The project is using popular social media platforms, such as Facebook and Telegram, teachers can extend their development beyond the FFE trainings and apply new techniques in the classroom.
The FFE team has made nine educational videos showing real Cambodian teachers modeling new techniques in the classroom. These resources were given to teachers on a Micro SD card, which doesn’t require internet access to view. Also found on the Micro SD card is World Education’s Aan Khmer mlearning game for grade 2 and 3 students which is aligned with the Cambodian government textbook and available for free download on Google Play.

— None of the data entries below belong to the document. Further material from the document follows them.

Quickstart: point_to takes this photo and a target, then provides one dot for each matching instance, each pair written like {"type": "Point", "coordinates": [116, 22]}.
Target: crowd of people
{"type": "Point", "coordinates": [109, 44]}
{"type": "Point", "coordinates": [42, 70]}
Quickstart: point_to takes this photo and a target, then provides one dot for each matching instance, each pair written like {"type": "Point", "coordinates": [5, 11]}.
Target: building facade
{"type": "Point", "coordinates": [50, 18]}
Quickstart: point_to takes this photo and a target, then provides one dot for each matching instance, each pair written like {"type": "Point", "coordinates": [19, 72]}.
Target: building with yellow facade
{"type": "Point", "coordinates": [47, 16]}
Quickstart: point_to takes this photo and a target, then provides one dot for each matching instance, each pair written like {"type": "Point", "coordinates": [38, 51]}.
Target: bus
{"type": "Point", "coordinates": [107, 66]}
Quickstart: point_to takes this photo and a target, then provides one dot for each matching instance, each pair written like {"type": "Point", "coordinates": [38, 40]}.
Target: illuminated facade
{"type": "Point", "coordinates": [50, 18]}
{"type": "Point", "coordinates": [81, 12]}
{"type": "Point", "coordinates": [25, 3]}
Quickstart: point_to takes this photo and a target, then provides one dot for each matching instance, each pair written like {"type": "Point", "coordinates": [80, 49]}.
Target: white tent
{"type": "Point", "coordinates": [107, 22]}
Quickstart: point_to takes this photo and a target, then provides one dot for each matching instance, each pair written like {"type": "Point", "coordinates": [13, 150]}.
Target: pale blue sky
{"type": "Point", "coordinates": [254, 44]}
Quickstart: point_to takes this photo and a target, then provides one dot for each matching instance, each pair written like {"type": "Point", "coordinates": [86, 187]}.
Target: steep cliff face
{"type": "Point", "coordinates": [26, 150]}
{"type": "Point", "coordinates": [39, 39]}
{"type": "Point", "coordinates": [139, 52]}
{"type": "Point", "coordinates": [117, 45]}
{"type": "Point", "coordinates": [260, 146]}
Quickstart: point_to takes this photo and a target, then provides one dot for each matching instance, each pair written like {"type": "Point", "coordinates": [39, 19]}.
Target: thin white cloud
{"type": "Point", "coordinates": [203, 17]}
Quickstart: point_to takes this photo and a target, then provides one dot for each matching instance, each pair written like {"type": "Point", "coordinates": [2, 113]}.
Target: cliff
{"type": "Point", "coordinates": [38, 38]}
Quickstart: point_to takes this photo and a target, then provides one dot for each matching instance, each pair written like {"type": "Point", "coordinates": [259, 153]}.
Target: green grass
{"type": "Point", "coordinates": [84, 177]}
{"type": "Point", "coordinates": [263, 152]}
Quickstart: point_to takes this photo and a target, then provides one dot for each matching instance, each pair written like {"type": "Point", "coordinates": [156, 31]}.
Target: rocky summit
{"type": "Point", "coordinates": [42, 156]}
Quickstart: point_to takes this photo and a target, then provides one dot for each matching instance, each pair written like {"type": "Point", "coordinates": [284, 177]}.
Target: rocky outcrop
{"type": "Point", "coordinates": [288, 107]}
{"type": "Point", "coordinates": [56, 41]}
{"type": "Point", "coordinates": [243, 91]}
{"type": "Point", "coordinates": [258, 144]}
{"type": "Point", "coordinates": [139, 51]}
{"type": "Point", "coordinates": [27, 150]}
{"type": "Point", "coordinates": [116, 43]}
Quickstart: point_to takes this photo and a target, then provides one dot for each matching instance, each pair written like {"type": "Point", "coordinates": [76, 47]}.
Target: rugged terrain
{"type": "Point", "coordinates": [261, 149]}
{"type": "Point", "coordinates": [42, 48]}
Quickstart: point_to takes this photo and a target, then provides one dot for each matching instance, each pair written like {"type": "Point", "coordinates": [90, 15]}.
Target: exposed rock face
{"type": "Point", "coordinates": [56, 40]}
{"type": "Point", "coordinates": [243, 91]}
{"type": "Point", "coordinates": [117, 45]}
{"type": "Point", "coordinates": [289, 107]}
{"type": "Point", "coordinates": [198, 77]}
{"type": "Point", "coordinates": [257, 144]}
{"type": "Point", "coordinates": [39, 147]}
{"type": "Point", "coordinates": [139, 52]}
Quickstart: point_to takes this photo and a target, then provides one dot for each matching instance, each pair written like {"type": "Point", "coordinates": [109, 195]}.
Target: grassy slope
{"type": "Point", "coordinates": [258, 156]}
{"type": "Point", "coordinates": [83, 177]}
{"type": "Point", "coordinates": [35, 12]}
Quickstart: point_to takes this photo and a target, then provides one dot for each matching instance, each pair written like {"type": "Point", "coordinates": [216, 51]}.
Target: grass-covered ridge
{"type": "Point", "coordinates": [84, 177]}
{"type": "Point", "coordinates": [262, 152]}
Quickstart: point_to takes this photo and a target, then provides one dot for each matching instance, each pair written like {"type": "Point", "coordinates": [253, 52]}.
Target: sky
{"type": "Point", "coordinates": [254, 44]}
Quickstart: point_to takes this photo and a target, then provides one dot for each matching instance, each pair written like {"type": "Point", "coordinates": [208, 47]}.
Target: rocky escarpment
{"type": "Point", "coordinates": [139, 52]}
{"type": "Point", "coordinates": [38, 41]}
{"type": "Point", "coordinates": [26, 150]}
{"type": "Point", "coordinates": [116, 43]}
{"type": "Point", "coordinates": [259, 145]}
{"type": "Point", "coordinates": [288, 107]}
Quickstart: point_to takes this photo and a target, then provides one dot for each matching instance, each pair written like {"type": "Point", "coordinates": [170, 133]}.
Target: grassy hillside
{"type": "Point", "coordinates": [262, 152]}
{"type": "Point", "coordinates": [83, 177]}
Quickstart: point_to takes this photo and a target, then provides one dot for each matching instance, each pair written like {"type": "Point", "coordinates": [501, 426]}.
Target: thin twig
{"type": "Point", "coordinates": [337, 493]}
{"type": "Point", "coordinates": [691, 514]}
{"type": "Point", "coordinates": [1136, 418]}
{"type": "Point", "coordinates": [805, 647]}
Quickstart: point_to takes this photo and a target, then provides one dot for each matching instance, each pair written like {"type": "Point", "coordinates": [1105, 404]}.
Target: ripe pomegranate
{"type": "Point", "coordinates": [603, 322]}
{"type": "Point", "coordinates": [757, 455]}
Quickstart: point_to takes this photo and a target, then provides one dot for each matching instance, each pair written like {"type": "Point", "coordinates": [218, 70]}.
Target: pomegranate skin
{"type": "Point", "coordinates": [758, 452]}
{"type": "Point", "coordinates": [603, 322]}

Empowering Teachers with Digital Tools
Ms. Pisey is one teacher who has been quick to harness the powers of technology. Poeurn Pisey is a grade 3 teacher with over two years of experience at a rural primary school in Angkor Thom district, Siem Reap province. She is extremely dedicated to her students and supports them in their learning through innovative and engaging techniques. Equipped with new knowledge and resources from the FFE training, Ms. Pisey incorporates mobile applications for literacy learning in her classroom instruction and lesson plans. She found the Aan Khmer mlearning game especially helpful because her students were able to recognize vowel and consonant sounds more clearly.
On the day that the FFE team visited her class, Ms. Pisey had connected her smartphone to a speaker and was using the Let’s Read app to read aloud stories to her students. The FFE team noticed the students actively listening while Ms. Pisey read from her smartphone. The FFE team also learned from Ms. Pisey that she read aloud to her students from both the Let’s Read and SmartBooks app at least two or three times a week during her literacy classes. In addition, Ms. Pisey watched all nine educational videos, gaining insight on new activities. As a result, she has been incorporating bingo and pair-words study games into her classroom lessons.
Ms. Pisey is not only using technology to enhance her students’ learning experience but is also incorporating print materials to motivate students to read and help them develop reading fluency and comprehension. She has been utilizing numerous class sets of reading books provided by the FFE team in her literacy lessons. In addition, she borrows storybooks from Sipar, an NGO dedicated in fighting illiteracy, and encourages her students to take storybooks to read at home.
With resources and training from the FFE project, teachers like Ms. Pisey are becoming more confident and comfortable with integrating technology in their classroom instruction. As a result, access to and integration of technology in the learning process transforms students’ learning and reading outcomes.